This is where the confusion lies. Do I try and try, to make him like me back? Or do I resign and take my place as the friend who will always be, just-a-friend. Am I ready to wave the white flag and surrender to this game, this challenge? Or do I fight to win?
A friend suggested playing 'hard-to-get' but what if one plays so hard-to-get, that the other person just sees them as cold and bitter? Shouldn't I just 'play' me? But something about him.. His gaze.. It's so hard to be me when he's around, I mumble incoherently and babble like a baby just learning its' first words.

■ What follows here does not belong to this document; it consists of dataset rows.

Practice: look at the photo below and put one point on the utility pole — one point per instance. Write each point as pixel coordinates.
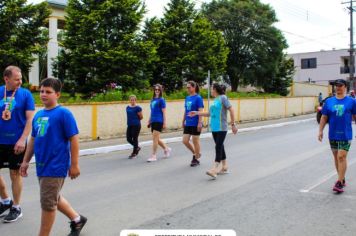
(352, 49)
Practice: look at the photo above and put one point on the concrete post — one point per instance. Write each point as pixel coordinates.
(52, 45)
(34, 74)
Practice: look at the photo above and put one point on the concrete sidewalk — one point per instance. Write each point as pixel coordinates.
(172, 134)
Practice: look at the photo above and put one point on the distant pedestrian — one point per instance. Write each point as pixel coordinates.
(193, 125)
(219, 127)
(55, 143)
(320, 98)
(134, 117)
(157, 122)
(338, 111)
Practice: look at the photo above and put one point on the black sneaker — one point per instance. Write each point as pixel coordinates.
(194, 162)
(75, 228)
(4, 208)
(13, 215)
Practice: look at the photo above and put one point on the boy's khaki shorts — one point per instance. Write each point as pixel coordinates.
(50, 188)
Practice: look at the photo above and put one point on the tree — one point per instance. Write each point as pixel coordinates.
(187, 46)
(101, 45)
(256, 46)
(21, 35)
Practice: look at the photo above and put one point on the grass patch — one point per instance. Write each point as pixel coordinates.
(118, 95)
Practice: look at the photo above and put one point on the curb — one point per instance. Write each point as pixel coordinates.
(122, 147)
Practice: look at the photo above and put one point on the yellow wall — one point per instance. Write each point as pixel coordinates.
(109, 120)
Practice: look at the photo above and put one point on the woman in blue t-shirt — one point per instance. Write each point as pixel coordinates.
(134, 117)
(219, 126)
(157, 122)
(193, 125)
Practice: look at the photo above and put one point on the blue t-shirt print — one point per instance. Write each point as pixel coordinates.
(42, 126)
(339, 113)
(11, 130)
(52, 130)
(157, 104)
(192, 103)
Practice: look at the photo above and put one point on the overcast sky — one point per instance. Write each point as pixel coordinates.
(308, 25)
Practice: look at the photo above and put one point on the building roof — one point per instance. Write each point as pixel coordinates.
(58, 3)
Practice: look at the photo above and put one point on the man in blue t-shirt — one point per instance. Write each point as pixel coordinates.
(339, 111)
(55, 143)
(17, 108)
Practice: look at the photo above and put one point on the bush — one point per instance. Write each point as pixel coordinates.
(119, 95)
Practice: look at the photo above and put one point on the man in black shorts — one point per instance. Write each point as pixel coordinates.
(17, 109)
(193, 125)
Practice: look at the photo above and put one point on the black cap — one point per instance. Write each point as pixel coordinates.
(340, 81)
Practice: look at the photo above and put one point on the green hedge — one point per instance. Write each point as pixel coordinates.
(118, 95)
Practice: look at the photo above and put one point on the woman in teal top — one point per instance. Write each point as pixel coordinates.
(219, 126)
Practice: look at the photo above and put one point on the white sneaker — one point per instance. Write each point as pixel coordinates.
(167, 152)
(152, 158)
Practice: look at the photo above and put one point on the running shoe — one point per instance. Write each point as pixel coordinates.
(75, 228)
(132, 155)
(137, 150)
(13, 215)
(194, 162)
(152, 158)
(338, 187)
(223, 171)
(167, 152)
(212, 174)
(4, 208)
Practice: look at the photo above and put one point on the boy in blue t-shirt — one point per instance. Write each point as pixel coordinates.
(55, 143)
(339, 111)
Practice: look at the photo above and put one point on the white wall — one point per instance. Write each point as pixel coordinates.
(328, 66)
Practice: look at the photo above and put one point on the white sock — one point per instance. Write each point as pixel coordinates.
(76, 219)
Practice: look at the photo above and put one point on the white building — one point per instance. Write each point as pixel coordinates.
(321, 67)
(55, 22)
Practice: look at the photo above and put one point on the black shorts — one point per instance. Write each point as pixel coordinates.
(191, 130)
(158, 126)
(8, 158)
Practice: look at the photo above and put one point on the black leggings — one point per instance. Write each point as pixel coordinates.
(132, 133)
(219, 138)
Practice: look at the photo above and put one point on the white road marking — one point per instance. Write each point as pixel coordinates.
(114, 148)
(323, 179)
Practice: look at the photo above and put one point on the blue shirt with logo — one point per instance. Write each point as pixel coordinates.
(157, 104)
(52, 130)
(132, 115)
(11, 130)
(192, 103)
(339, 112)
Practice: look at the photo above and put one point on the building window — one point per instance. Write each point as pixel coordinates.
(308, 63)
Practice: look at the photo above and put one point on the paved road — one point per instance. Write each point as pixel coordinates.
(280, 184)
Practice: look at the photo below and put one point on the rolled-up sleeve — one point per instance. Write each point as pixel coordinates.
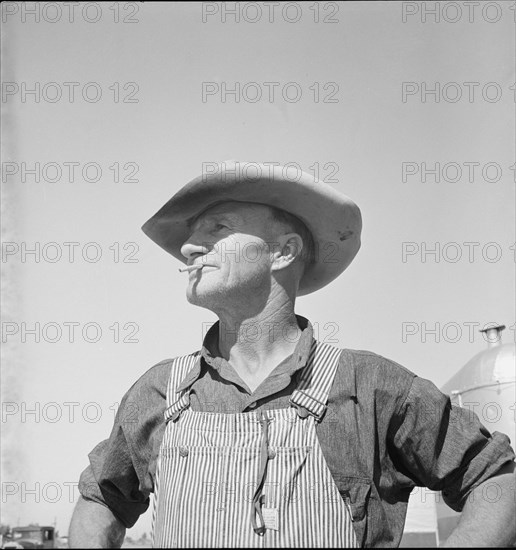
(444, 447)
(121, 468)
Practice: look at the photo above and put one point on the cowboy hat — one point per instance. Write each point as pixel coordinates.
(333, 219)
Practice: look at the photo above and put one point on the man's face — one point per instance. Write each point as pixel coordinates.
(230, 241)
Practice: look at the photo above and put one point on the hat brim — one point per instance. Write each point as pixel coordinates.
(333, 218)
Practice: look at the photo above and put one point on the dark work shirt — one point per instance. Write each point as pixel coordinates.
(386, 431)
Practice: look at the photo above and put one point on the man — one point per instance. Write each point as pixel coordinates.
(266, 437)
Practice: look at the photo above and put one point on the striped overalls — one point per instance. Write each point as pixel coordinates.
(250, 479)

What is this? Who am I? I am a calculated, skeptical and independent woman that relish's in the idea of success and achievement. I love order. But nothing about how I feel or my confusion is logical. It can't be argued for or against like a case study nor can it be reasoned. If only Einstein came up with an equation for the laws of attraction like that of energy. Attraction=mc². Ahhh that's better. But then I think, how dull would life be, if every problem had a solution or an equation to solve it. One of the beauties of life, is the mysteries it holds... Then again, life would be simpler if he felt the same. Like a checklist, I could tick of one of the problems from my list of daily hassles.
Would I be at my most content if he reciprocated my emotions? Or if these emotions of infatuation, attraction and lust didn't exist? It's not being out of love which is confusing or displeasing but as Romeo quoted 'Out of her favour, where I am in love'.